The comments were made in response to the EC’s consultations on delegated acts that seek to integrate sustainability risks and sustainability factors into UCITS, Alternative Investment Fund Managers Directive (AIFMD) and the Markets in Financial Instruments Directive (MiFID).
In its response, EFAMA said it has always firmly supported the creation of a robust framework for sustainable investing which facilitates the transition to a more sustainable European economy.
EFAMA highlighted that MiFID II, UCITS and AIFMD Delegated Acts should ensure that sustainable investing becomes mainstream but the commission’s proposals in their current state will not achieve this goal.
Consequently, EFAMA has insisted that the commission follows several essential adjustments.
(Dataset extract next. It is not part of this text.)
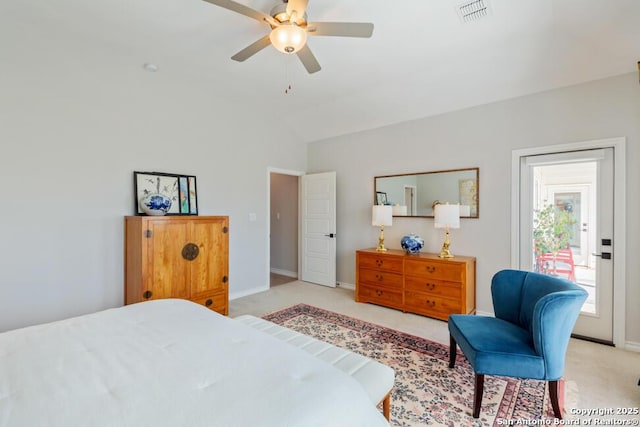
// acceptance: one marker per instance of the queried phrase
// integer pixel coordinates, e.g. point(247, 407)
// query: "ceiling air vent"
point(473, 10)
One of these adjustments would mean that MiFID must be fully aligned with the Sustainable Finance Disclosures Regulation (SFDR).
This must be with a clear distinction between Article 8 products (products promoting environmental and social characteristics) and Article 9 products (products pursuing sustainability investments), the association outlined.
Only the latter should be required to invest in sustainable investments, the association noted.
EFAMA added: “One must avoid a situation in which a client who expresses sustainability preferences cannot be offered an Article 8 product while the very same product can be marketed as promoting environmental or social characteristics under SFDR.”
Further to this, it was stipulated that MiFID must not go beyond the existing SFDR requirements regarding principal adverse impact (PAI).
According to EFAMA, the proposed delegated acts are significantly extending the scope of PAI at product-level that was previously agreed by European co-legislators.
Meanwhile, the association also expressed its support for the integration of sustainability risks as part of the risk management policy at fund level in UCITS and AIFMD, however, highlight that it sees no reason to introduce this specific risk in the context of provisions related to general organisational due diligence or conflict of interest requirements, which by nature are not risks-related.
Additionally, EFAMA explained the specific requirements for sustainability risk management underscore the need for such risk management to be based on reliable information.
EFAMA said it hopes that changes to the Non-Financial Reporting Directive (NFRD) will improve the availability and reliability of ESG data, the directive will not be in place in time for these UCITS and AIFMD amended rules to take effect.
Until at least 2023 to 2024, disclosures by issuers will be completed on a non-standardised ‘comply and explain’ basis.
As well as this, until the revised NFRD is in place, EFAMA insisted that asset managers should be allowed to assess sustainability risks also on a qualitative basis when firms set up their risk management frameworks.
Tanguy van de Werve, EFAMA director general, commented: “The question European policy makers are now faced with, is whether to create a standardised tick-the-box system -putting sustainability in a niche- or to opt for a flexible approach promoting dynamic developments in sustainable investing. We would definitely advise for the latter as a flexible approach will foster a sustainable European economy.”